Emil Kuhn was klein en stevig, had een sterke bril en was zeer doof. Hij was thermometermaker van beroep en kon goed met zijn handen werken. In 1942 maakte hij voor de verjaardag van de zoon van het bevriende gezin een oude fiets zo goed als nieuw.
Op een bepaald moment zijn de vier leden van de familie Kuhn naar Amsterdam verhuisd. Daar betrokken zij een woning in Asterdorp in Amsterdam-Noord. Een zekere dag, het was al koud, is het bevriende gezin naar Amsterdam op bezoek gekomen. In de buurt van de woning was een wijk helemaal gecamoufleerd met netten en gevlochten wilgentakken. Daar stond waarschijnlijk de vliegtuigfabriek van Fokker. De heer Kuhn was zeer opgewonden over het bezoek en moest gekalmeerd worden. Hij toonde een thermometer die hij had gemaakt. Achter in de woning stond een kleine werktafel waar een schamel lampje boven brandde.

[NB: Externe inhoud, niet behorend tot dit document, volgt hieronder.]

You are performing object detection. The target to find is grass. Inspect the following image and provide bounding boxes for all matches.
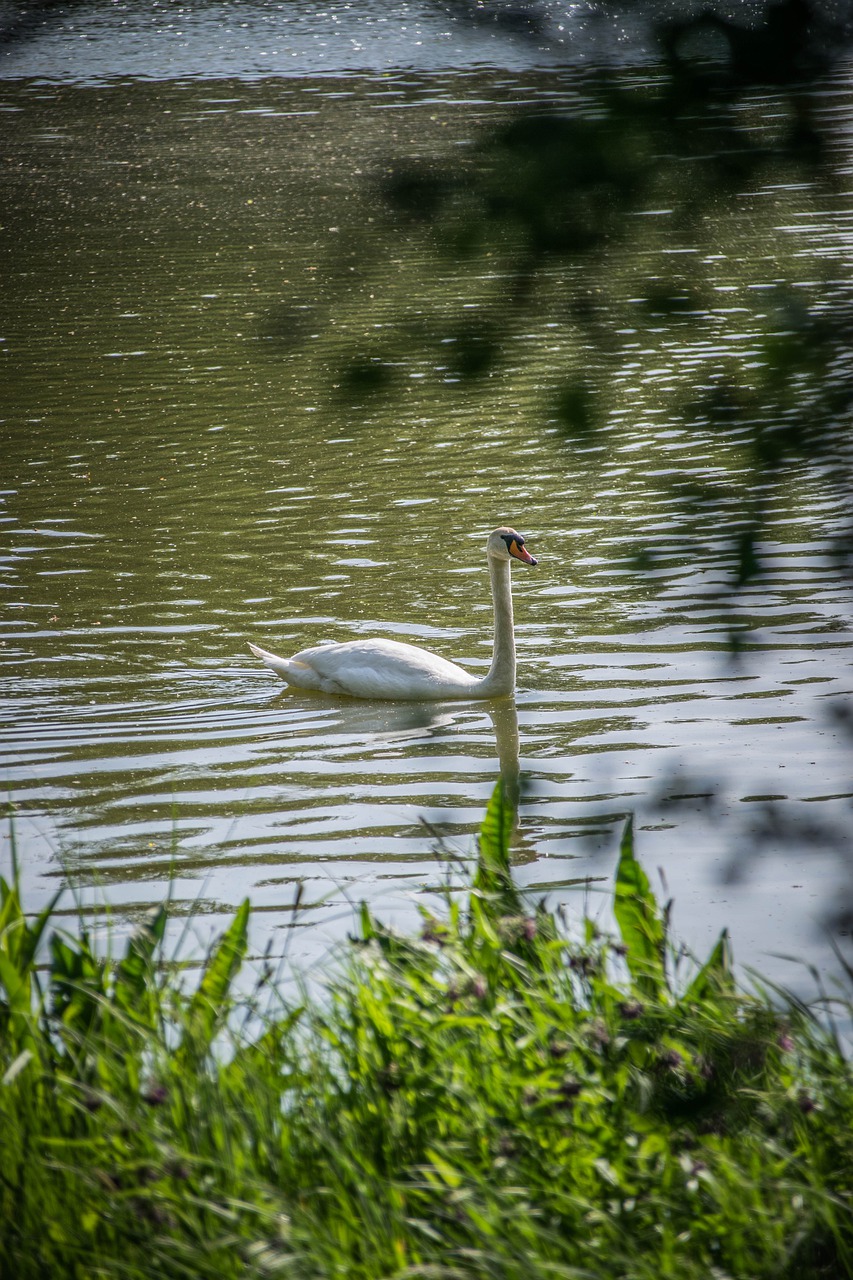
[0,788,853,1280]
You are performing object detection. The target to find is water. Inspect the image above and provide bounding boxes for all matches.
[0,9,853,982]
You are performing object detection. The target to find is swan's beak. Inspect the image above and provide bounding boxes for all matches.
[510,538,539,564]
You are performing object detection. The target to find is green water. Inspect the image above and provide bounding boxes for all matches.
[0,72,853,977]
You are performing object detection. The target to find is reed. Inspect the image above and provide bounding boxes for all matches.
[0,787,853,1280]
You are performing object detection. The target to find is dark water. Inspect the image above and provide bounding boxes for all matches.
[0,9,853,980]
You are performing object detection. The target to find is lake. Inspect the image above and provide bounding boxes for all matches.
[0,5,853,986]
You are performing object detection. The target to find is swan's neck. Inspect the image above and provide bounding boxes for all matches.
[471,556,515,698]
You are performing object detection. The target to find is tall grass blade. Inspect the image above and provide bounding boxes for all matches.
[613,818,666,997]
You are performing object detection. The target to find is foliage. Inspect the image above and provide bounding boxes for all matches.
[0,786,853,1280]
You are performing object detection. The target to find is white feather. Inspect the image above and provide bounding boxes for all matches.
[248,527,537,701]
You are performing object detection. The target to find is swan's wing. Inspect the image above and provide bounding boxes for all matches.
[290,640,479,700]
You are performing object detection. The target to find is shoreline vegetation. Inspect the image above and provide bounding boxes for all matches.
[0,785,853,1280]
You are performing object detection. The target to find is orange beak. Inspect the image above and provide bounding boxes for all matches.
[510,538,539,564]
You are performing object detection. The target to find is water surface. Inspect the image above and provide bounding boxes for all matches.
[0,52,853,980]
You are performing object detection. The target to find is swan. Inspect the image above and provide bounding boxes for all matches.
[248,526,537,701]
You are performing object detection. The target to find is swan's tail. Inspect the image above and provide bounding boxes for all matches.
[247,640,291,680]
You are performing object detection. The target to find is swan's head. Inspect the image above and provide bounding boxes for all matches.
[485,525,538,564]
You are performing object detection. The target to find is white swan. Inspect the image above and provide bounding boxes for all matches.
[248,527,537,701]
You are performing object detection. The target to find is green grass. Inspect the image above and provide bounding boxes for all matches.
[0,788,853,1280]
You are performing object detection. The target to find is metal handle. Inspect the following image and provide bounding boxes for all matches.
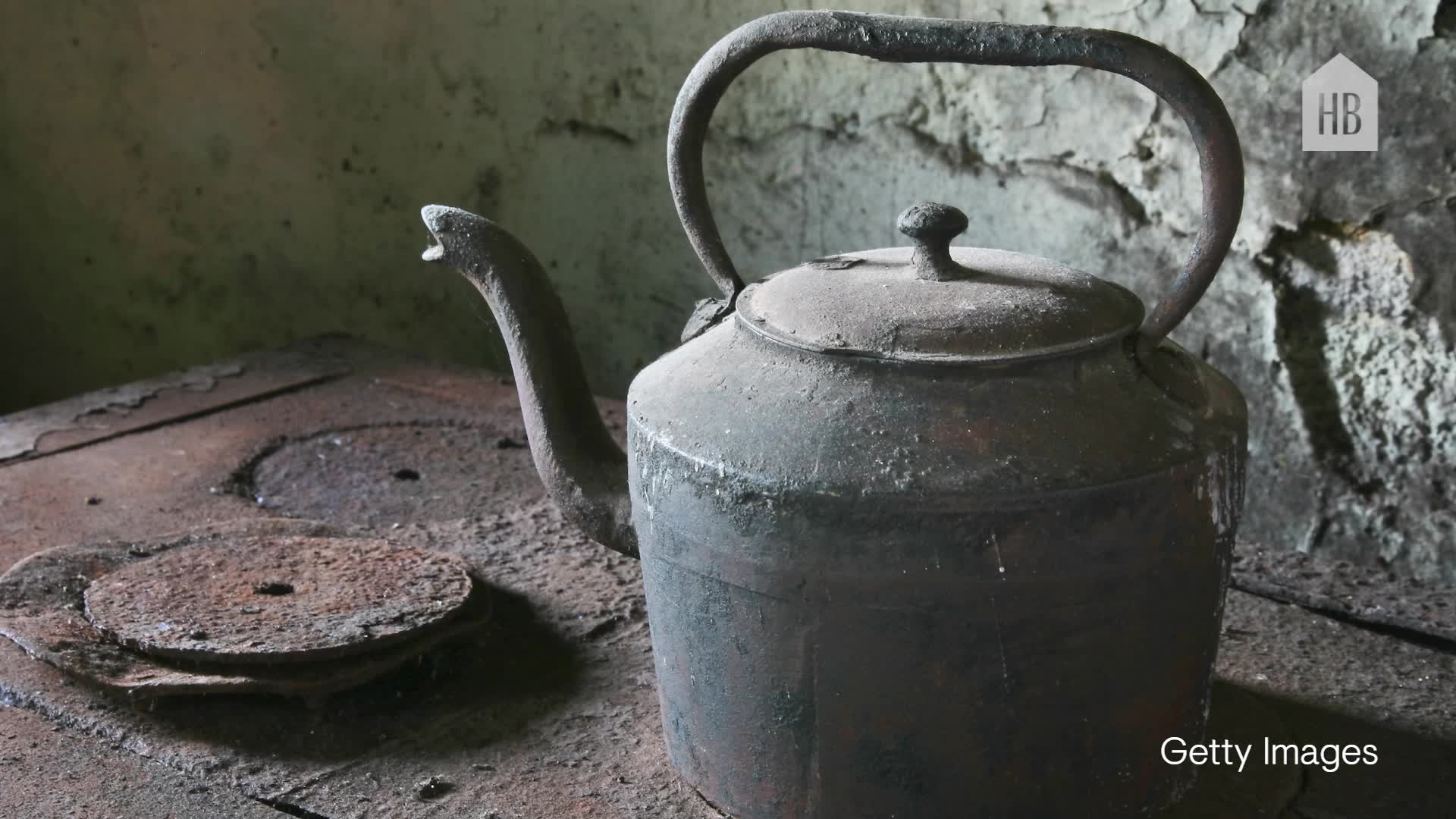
[667,11,1244,344]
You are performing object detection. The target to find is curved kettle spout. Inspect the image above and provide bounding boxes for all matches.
[419,206,638,557]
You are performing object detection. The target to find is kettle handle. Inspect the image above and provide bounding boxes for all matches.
[667,11,1244,344]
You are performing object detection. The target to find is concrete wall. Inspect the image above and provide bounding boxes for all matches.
[0,0,1456,579]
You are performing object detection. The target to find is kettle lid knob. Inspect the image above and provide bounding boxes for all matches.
[897,202,974,281]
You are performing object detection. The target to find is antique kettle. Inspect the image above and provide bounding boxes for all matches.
[422,11,1247,819]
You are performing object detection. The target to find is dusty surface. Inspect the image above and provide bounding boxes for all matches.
[1233,548,1456,647]
[82,533,470,663]
[244,421,544,523]
[0,337,1456,819]
[0,0,1456,580]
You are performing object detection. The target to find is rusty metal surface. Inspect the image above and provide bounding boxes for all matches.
[83,533,470,663]
[0,520,491,698]
[0,340,348,463]
[0,337,1456,819]
[0,705,282,819]
[0,338,529,570]
[241,421,544,525]
[1232,545,1456,647]
[667,11,1244,347]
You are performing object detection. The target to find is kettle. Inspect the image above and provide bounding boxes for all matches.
[422,11,1247,819]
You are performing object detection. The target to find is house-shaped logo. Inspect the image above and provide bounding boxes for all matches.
[1301,54,1380,150]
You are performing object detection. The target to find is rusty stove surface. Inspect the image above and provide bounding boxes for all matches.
[0,338,1456,819]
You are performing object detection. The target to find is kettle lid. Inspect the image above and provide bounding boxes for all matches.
[738,202,1143,363]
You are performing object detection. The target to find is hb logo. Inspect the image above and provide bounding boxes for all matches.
[1301,54,1380,150]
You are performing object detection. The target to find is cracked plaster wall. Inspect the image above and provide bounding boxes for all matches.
[0,0,1456,580]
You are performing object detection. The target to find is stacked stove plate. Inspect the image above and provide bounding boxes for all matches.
[0,520,491,697]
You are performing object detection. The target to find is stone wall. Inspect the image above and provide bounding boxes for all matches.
[0,0,1456,580]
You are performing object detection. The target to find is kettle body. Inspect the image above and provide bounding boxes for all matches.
[628,310,1247,819]
[422,11,1247,819]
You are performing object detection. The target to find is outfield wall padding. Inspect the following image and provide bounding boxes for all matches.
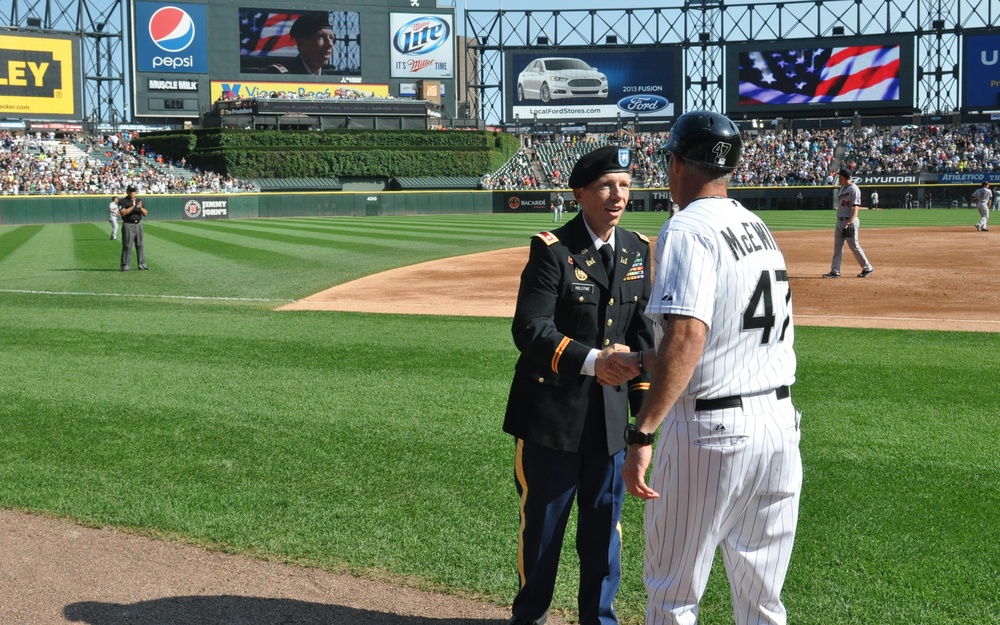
[0,184,975,225]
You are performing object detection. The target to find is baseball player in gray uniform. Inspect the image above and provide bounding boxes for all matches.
[823,167,875,278]
[972,181,993,232]
[616,111,802,625]
[108,195,121,241]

Dochter Sara was een aardig meisje met halflang krullend haar, roodachtig van kleur. Als ze met haar vader praatte ondersteunde ze dit door haar vaders hand te pakken en in de palm daarvan met haar wijsvinger te schrijven. Bij het afscheid kreeg de bevriende familie een koffer met voor die tijd kostbare voorwerpen mee: een wollen vest, zwarte gummi overschoenen, een gummi kruik en wat lepeltjes. De koffer zou bewaard worden voor het moment de oorlog voorbij zou zijn. In mei 1945 kwam het bericht dat de familie Kuhn was weggevoerd en niet terug zou komen.